Is the AMA Right in Saying Medical Aid in Dying is Incompatible With a Doctor’s Role?

There is currently strident debate in Virginia about legalizing medical aid in dying.* Recently the American Medical Association has reaffirmed it’s code of ethics, saying “physician-assisted suicide is fundamentally incompatible with the physician’s role as healer.”

She Wants to Die With Dignity

Several states have passed legislation to legalize medical aid in dying, or will not prosecute doctors who prescribing a dose of powerful sedatives that the patient will take for themselves to end their lives ** There are stringent safeguards*** The intention is to hasten a process that is happening already and to reduce suffering.****


The AMA’s position calls in to question what is the “role as healer”?


“Healer” is probably not appropriate in this circumstance as the doctor is not going to “heal” terminally ill patients. Not going to, as the definition notes, “make healthy, whole or sound.” In fact there is a lot of talk of how attempts to heal and prolonging life often leads to miserable, expensive, high tech death rather than death with dignity.


There are other arguments leveled by opponents of the idea of allowing medical aid in dying - which Dr. Guy Micco of UC Berkley refutes.


I think the AMA ethics committee’s idea is not a valid one however.


The doctors’ role is to reduce suffering, even if it is at the expense of some longevity. Citing medical aid in dying as incompatible with a doctor’s role is just wrong.






*Sometimes called “physician assisted suicide” (which proponents say is inappropriate because it is not really suicide, rather hastening what is happening any way). Or some use the less favored terms “physician assisted death” and “death with dignity.”

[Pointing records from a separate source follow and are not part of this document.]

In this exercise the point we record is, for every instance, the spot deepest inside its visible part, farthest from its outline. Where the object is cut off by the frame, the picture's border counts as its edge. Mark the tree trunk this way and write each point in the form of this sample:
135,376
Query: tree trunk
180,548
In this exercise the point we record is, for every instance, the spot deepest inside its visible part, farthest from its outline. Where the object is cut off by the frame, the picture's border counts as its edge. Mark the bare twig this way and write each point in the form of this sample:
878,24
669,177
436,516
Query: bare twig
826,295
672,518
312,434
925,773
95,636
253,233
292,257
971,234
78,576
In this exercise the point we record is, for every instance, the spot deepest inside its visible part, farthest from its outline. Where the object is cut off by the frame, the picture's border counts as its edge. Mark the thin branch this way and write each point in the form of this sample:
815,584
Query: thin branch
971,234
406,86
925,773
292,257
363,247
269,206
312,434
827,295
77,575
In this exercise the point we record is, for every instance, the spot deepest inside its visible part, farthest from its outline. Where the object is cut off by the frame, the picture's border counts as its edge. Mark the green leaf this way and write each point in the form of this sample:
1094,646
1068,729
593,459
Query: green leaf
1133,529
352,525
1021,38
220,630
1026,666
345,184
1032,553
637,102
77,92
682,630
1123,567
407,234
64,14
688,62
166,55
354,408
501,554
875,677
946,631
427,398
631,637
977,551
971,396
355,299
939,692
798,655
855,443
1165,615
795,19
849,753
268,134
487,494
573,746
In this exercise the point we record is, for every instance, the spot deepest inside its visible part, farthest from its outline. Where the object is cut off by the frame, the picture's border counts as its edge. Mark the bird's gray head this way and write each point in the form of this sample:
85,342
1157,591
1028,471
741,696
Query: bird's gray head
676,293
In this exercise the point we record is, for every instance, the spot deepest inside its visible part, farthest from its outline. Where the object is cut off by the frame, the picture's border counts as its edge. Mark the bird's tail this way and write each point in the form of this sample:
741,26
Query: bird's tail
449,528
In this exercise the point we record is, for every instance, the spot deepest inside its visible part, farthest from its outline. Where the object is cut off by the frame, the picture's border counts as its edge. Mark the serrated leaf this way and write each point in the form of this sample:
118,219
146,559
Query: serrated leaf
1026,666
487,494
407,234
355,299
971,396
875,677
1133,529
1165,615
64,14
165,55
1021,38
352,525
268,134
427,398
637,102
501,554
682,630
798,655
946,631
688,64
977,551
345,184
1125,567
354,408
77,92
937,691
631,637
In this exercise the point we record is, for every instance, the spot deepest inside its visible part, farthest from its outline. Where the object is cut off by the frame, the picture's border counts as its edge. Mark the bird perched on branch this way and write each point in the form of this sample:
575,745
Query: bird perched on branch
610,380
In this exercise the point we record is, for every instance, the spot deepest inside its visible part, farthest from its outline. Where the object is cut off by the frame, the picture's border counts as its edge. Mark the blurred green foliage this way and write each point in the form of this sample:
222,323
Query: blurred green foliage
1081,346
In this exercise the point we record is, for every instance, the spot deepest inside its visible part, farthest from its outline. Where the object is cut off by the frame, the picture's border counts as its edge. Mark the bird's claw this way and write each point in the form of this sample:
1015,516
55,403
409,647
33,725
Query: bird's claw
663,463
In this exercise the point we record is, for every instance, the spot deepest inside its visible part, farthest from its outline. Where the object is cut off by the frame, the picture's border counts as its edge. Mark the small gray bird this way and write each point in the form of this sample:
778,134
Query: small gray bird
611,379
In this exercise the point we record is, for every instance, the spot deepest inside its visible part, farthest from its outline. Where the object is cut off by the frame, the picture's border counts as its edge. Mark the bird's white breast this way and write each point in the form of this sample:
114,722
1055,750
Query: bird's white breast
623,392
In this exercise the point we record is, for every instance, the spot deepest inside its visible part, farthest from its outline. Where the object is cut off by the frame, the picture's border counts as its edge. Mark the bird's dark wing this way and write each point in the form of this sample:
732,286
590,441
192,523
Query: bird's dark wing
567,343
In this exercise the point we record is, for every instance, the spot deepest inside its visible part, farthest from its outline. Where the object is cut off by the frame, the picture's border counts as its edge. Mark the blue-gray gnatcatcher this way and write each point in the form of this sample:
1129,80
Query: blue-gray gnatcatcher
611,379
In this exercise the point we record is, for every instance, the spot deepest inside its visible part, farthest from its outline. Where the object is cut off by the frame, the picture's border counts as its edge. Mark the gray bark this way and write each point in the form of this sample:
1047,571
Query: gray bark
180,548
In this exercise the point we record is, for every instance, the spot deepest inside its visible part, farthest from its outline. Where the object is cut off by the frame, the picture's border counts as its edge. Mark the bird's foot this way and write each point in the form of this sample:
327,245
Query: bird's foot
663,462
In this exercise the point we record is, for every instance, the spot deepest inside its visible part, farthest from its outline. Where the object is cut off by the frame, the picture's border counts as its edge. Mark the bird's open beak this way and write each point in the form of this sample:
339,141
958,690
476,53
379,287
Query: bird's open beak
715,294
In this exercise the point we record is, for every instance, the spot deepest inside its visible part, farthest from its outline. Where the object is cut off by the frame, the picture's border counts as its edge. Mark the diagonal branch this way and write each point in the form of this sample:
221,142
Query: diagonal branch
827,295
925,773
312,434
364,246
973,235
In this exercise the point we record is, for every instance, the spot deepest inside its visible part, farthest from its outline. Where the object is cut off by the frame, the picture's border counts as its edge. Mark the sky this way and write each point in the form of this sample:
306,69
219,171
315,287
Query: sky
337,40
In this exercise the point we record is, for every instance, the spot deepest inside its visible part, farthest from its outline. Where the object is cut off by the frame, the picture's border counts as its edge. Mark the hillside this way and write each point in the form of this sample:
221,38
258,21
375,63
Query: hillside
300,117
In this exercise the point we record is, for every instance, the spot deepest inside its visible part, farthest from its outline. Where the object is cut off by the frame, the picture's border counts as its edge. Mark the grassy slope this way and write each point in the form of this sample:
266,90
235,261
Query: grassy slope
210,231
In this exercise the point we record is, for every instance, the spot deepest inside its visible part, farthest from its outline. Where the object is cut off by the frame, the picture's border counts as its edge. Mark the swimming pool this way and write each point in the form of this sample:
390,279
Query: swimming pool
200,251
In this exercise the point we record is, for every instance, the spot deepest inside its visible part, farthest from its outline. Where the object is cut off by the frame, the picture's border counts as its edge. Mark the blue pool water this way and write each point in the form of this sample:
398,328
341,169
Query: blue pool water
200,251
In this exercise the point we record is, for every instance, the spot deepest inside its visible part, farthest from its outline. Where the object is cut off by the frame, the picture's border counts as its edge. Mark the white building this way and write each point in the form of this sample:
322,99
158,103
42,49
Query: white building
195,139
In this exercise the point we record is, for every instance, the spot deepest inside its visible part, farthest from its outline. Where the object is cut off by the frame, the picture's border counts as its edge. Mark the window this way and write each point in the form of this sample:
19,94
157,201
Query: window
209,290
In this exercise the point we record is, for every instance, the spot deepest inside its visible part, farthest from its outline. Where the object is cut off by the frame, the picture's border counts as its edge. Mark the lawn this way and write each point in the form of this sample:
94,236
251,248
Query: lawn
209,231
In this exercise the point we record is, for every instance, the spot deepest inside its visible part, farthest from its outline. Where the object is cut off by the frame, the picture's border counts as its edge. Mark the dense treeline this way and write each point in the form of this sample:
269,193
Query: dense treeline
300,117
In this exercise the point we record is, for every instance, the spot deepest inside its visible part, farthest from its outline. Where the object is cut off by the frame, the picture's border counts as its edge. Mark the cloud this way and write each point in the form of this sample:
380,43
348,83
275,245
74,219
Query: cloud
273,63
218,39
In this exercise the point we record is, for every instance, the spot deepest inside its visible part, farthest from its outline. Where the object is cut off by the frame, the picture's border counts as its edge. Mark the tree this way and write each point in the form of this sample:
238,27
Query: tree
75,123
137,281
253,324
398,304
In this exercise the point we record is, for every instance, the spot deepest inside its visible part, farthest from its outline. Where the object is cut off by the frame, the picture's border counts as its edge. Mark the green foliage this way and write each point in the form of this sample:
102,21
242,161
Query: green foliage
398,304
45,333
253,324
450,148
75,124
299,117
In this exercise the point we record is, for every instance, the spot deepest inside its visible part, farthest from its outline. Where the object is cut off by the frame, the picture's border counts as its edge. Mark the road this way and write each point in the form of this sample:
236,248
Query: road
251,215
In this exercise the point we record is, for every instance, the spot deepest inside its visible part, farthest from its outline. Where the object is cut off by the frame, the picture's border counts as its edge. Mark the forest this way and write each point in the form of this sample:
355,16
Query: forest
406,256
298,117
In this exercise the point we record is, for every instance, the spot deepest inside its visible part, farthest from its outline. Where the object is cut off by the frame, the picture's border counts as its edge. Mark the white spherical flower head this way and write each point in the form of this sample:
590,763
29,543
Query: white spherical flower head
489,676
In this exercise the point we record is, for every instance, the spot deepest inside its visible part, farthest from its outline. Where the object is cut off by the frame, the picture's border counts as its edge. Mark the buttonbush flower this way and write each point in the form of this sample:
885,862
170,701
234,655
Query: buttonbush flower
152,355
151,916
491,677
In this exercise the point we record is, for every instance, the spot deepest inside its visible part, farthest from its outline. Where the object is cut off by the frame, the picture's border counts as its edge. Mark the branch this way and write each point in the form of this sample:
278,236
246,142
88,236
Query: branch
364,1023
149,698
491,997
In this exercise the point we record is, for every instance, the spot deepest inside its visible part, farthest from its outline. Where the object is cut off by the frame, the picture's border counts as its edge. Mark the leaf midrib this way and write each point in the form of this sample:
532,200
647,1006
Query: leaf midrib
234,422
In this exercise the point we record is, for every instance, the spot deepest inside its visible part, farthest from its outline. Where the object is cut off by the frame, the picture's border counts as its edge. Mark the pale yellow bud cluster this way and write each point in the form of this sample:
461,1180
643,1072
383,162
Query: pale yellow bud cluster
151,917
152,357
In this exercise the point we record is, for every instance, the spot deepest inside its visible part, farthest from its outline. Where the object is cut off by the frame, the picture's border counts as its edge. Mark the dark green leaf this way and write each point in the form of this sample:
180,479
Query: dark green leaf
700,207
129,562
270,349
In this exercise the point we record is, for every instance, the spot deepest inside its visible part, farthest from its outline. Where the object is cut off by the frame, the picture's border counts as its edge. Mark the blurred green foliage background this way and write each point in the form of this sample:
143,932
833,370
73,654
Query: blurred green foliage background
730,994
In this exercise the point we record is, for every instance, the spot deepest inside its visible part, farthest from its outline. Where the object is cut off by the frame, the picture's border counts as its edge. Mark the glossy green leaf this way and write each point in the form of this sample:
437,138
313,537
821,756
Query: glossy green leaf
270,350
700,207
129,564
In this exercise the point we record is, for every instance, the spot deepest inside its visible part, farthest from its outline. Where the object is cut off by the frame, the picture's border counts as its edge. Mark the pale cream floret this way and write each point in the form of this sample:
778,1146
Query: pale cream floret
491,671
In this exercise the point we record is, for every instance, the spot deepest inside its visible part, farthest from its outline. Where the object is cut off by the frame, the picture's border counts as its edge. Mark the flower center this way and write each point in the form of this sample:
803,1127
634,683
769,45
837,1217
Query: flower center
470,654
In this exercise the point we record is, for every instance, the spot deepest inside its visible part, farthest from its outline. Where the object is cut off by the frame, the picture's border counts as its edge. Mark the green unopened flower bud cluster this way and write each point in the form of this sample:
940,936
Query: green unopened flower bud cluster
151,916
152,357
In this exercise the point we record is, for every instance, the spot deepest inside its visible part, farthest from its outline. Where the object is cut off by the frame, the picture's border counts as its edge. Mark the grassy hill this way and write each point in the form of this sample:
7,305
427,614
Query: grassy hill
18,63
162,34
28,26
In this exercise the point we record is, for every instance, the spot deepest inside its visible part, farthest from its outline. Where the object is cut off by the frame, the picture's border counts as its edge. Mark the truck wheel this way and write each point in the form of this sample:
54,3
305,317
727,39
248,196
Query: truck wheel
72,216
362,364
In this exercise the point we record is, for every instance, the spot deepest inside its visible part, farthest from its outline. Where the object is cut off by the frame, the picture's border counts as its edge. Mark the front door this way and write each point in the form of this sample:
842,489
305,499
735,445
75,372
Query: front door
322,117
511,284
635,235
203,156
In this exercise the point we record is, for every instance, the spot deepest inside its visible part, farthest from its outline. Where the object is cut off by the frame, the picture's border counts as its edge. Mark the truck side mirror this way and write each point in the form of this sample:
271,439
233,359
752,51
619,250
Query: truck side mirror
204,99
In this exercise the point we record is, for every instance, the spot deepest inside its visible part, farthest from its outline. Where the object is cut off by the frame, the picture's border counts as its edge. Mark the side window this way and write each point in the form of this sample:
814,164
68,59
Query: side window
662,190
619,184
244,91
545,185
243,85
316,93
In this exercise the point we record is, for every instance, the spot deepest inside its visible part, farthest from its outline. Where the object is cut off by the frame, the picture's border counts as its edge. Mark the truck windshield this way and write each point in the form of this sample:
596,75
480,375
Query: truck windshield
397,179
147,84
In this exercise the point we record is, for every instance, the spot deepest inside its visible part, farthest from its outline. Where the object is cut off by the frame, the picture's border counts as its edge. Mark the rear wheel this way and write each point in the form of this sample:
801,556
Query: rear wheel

**Six states (most recently in Washington DC in February 2017 and Hawaii to go in to effect January 2019) allow doctors to prescribe a dose of sedative medicines to help end life (usually either pentobarbital or secobarbitol - though recent massive price hikes have put these out of reach of many, and required practitioners to find new “cocktails”).


***They must have: Life expectancy of six months or less; the mental capacity to know what they are doing and what the consequences are; make two verbal requests, 15 days apart, and one written request with two witnesses; two doctors—an attending physician and a consulting physician—must verify that the patient meets all the criteria.



**** Opponents say one objection is that symptoms like pain, nausea and shortness of breath can be managed with palliative care techniques. But, writing on the Berkley Wellness website, Guy Micco, MD,clinical director, emeritus, of the UC Berkeley-UCSF Joint Medical Program and former director of the Academic Geriatric Resource Center, where he teaches a course called “The Death Course”notes than 91 percent of patients choosing this option said the reason was fear of losing autonomy. More than 86 percent said the reason was decreasing ability to participate in activities that make life enjoyable. More than 71 percent said they wanted to die with dignity. Significantly, pain and other symptoms do not top the list. Even less important are depression, financial issues, and lack of social support he claims.